The woman’s voice was stronger now. She accepted the challenge and would give her story, no matter how Catherine judged her. Good for her. “When I got there, I saw two bodies. They were both naked. And though it’s been a hot summer this year and I know you white people can’t handle heat very well, you don’t usually go about naked.”

Catherine smiled and looked directly at the girl. Deliberately, she pulled a handkerchief out of her purse and dabbed her forehead with it. This apartment was relatively cool, but she had been sweating non-stop for the last three months. It was the one thing she couldn’t get used to in Toulouse. Then she set her pen back to her notebook and nodded to her interviewee.

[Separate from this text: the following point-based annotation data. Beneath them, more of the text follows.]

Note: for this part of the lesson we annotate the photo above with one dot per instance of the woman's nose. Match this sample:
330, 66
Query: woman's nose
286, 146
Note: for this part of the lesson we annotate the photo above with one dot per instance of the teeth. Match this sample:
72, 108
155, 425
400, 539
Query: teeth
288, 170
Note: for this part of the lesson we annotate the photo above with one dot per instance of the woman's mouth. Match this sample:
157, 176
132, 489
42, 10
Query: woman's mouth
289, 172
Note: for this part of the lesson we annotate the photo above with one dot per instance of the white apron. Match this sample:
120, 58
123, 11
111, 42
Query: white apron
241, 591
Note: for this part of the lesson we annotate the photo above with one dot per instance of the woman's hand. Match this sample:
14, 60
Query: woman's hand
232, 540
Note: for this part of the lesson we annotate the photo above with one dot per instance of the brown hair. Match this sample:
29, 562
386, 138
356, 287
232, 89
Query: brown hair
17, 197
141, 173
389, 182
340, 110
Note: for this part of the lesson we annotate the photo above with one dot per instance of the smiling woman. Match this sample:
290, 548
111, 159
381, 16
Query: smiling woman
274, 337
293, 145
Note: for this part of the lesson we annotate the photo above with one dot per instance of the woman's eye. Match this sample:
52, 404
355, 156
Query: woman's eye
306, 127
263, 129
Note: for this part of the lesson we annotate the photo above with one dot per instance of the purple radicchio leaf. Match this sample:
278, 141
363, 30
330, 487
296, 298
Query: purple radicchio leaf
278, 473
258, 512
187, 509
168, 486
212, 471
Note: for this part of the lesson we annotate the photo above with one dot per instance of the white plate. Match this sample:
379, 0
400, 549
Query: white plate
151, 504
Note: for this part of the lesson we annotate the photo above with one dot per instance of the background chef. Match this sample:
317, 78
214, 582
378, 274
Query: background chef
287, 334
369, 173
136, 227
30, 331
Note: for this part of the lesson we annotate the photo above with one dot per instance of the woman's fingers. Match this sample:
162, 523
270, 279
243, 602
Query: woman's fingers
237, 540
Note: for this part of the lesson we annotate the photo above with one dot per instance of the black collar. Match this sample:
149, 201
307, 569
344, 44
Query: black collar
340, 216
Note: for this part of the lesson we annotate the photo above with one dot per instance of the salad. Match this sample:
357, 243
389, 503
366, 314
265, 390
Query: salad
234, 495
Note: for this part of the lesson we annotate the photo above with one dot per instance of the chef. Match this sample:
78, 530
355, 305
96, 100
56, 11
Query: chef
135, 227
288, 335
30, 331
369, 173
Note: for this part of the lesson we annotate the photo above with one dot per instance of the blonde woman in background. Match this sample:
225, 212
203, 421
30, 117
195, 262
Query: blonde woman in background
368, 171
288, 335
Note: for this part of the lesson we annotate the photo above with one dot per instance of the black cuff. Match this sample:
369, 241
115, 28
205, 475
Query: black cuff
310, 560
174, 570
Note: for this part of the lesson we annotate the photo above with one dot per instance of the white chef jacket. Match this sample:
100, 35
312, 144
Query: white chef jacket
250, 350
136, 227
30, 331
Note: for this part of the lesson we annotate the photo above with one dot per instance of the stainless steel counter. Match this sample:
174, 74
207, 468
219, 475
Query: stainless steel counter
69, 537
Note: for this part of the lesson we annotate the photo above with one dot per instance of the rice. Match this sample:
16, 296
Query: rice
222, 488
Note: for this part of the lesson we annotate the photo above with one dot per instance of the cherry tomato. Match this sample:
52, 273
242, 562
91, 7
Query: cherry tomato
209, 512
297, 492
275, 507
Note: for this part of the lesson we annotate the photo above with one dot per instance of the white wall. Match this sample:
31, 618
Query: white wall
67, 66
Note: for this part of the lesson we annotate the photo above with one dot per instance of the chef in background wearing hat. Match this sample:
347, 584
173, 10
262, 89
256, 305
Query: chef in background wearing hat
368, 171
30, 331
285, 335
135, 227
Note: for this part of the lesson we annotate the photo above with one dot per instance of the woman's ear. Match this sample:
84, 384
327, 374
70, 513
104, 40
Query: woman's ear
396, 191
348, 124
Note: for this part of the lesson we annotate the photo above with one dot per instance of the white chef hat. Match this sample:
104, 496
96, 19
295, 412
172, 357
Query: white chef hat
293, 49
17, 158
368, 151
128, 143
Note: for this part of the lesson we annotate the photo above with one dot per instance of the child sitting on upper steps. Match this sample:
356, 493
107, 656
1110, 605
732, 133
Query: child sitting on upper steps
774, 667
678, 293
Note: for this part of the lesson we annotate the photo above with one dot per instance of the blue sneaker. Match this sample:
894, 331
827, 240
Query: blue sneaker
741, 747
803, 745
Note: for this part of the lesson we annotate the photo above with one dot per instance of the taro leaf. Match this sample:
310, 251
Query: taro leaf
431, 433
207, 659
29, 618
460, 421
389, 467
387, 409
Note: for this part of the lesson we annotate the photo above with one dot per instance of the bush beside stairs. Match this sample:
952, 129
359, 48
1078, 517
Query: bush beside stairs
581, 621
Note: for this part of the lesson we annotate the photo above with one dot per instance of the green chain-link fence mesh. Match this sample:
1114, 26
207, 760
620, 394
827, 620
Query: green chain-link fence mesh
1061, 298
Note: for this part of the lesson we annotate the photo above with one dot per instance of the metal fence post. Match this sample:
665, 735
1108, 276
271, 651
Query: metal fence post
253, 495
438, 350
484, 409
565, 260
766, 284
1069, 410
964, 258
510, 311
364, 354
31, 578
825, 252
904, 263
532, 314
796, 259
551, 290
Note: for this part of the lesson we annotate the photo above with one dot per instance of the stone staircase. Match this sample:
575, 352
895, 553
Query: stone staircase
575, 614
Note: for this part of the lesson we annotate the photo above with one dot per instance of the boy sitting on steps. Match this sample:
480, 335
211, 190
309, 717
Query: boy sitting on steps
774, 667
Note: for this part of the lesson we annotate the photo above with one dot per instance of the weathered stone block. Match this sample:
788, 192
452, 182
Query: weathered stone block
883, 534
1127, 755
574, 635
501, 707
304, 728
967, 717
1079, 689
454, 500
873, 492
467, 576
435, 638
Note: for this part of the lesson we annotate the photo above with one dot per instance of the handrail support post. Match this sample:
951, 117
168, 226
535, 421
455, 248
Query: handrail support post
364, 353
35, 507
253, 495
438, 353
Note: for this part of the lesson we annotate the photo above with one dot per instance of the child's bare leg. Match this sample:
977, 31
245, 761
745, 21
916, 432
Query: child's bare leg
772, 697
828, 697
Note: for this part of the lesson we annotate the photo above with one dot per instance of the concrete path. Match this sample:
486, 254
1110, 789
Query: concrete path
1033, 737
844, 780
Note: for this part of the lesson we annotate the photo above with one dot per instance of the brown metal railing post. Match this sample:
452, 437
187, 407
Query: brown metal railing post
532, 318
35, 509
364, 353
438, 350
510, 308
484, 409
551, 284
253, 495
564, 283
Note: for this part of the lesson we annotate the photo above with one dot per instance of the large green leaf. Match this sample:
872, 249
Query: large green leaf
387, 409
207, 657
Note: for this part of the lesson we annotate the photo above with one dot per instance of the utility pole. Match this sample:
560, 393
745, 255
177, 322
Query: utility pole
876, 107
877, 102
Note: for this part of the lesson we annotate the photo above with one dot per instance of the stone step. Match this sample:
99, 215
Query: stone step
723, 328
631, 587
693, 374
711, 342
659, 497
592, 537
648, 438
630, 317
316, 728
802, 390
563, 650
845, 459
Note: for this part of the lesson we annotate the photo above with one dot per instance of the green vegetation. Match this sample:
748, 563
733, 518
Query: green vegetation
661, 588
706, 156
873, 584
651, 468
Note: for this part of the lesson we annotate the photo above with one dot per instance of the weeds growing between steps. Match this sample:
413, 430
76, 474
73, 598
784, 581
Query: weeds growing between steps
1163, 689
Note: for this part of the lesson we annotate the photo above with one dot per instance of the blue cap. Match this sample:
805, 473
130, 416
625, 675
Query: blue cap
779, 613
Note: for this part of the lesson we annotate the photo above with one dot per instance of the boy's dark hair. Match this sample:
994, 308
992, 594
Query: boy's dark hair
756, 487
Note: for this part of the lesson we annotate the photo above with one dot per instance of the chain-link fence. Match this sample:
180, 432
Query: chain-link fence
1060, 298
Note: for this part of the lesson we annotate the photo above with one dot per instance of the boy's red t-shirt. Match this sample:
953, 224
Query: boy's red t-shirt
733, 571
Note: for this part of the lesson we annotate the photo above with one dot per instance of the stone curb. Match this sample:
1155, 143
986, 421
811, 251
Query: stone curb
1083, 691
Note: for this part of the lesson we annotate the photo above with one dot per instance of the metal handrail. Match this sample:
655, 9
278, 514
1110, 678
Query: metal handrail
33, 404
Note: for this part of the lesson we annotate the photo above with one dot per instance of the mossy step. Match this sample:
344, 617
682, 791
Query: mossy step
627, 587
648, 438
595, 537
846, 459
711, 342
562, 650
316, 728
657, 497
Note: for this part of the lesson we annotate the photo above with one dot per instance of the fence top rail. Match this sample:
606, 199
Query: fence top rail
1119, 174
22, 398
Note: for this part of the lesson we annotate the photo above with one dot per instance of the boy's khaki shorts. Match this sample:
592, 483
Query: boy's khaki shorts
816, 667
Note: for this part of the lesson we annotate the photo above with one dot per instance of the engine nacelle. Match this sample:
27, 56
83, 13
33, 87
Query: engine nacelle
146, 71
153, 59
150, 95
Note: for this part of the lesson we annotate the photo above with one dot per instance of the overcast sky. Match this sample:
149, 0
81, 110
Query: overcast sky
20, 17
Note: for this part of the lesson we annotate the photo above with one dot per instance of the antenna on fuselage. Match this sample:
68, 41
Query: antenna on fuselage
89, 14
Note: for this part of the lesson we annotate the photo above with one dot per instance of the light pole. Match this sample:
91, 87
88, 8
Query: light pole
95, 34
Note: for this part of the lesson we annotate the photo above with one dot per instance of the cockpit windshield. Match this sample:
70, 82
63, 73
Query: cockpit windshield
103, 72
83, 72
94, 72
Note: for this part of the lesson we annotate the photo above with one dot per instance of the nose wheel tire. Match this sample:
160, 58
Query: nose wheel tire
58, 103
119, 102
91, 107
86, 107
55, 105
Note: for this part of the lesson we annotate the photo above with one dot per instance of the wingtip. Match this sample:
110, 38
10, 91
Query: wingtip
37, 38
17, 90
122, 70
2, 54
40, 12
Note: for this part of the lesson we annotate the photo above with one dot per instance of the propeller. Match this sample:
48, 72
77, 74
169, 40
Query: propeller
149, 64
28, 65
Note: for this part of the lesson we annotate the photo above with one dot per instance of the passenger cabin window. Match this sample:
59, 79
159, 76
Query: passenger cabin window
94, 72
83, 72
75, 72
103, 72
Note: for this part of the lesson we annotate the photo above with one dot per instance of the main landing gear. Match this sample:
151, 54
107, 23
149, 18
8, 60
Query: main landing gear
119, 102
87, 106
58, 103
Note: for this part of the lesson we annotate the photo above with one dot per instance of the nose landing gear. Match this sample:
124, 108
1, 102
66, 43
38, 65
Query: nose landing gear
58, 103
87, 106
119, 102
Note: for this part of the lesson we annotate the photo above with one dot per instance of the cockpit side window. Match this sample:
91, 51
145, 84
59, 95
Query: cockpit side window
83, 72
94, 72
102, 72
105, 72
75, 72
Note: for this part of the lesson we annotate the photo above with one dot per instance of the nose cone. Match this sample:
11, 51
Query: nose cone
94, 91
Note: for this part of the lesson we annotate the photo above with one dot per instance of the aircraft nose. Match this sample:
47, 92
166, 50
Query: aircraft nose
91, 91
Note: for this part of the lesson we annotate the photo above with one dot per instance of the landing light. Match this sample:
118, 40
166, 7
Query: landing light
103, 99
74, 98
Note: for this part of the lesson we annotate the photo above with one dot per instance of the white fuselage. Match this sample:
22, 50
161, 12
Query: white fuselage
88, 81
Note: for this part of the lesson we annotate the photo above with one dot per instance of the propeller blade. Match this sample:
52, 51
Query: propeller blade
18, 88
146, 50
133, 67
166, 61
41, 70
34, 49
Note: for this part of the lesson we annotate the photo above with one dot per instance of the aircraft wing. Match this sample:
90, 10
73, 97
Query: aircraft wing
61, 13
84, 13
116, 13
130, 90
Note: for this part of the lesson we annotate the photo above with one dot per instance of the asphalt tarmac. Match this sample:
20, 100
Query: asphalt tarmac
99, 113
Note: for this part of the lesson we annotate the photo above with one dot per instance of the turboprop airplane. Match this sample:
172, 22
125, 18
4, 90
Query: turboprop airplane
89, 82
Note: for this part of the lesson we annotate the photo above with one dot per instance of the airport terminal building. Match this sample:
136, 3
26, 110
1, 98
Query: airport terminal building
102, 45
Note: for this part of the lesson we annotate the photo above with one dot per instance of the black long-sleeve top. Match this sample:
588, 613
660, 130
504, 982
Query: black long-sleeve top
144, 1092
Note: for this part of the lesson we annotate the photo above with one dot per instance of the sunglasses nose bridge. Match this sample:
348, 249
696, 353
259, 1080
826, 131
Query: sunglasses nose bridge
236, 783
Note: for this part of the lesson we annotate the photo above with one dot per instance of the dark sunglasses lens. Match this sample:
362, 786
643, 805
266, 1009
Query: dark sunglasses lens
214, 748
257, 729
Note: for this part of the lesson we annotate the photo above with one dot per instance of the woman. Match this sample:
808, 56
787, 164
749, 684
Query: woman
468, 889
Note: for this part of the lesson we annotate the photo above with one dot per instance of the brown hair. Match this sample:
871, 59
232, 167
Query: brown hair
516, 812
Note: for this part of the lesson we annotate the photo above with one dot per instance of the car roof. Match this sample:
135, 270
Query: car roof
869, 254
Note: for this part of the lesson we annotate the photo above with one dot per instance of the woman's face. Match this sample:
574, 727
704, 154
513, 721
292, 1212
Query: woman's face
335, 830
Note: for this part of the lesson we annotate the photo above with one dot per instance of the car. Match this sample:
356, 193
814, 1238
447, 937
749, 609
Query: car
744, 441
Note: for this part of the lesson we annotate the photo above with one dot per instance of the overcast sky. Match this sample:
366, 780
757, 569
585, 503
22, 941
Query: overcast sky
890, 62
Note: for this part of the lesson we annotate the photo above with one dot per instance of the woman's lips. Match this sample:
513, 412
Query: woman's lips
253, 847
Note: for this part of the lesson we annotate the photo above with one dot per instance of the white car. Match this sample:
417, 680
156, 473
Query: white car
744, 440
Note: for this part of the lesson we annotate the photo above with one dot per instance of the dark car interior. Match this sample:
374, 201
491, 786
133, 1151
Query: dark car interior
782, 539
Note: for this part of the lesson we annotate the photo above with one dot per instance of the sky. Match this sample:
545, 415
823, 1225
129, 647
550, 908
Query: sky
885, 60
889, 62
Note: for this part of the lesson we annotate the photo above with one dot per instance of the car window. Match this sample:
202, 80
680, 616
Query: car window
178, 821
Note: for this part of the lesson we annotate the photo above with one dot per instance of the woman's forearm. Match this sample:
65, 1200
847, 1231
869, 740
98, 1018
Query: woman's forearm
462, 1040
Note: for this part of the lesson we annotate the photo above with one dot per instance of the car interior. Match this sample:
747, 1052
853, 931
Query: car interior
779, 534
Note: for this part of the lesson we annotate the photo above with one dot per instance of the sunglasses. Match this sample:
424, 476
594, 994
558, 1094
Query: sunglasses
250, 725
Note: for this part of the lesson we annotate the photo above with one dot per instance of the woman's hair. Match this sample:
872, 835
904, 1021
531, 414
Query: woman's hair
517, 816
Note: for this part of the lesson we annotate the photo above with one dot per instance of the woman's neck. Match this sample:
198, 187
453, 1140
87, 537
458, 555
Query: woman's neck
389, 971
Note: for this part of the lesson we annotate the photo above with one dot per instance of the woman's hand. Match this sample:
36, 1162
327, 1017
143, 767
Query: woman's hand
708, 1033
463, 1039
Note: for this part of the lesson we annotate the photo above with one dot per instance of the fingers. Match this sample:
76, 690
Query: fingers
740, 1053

“Anyway. The man was bent down like a Muslim during prayer—except he was facing the wrong way—and the woman was sitting there like some sort of Cleopatra. When I got closer, I got a look at her expression.” She shuddered. “I’ve seen a lot of horrible things in my life, but nothing has put a look like that on my face yet.” She mimicked what she had seen: open mouth, wide open eyes, all teeth showing. This woman still managed to look beautiful, but Catherine got the general idea. “So I touched her shoulder. To make sure she was dead?”

Catherine understood her question meant she was still working out the whys in her own mind, and nodded. The prostitute wouldn’t be judged by her.

The black woman looked down at her hands fidgeting with the seam of her shirt and continued in low tones. “When I touched her skin, I could feel it contracting. Then there was something like a hiss of air, and all of a sudden, I was touching bone.” Her voice firm again, she fixed Catherine with her gaze. “The skin
of the entire woman
just turned to dust.”

Right. Catherine could see why the police didn’t want to buy this story. Could the woman be making this up in order to gain attention? Had she been drunk? It wouldn’t be surprising with the job she had if she drank a glass or two before going to work. The apartment spoke in her favor, but for all Catherine knew, she could be renting it furnished.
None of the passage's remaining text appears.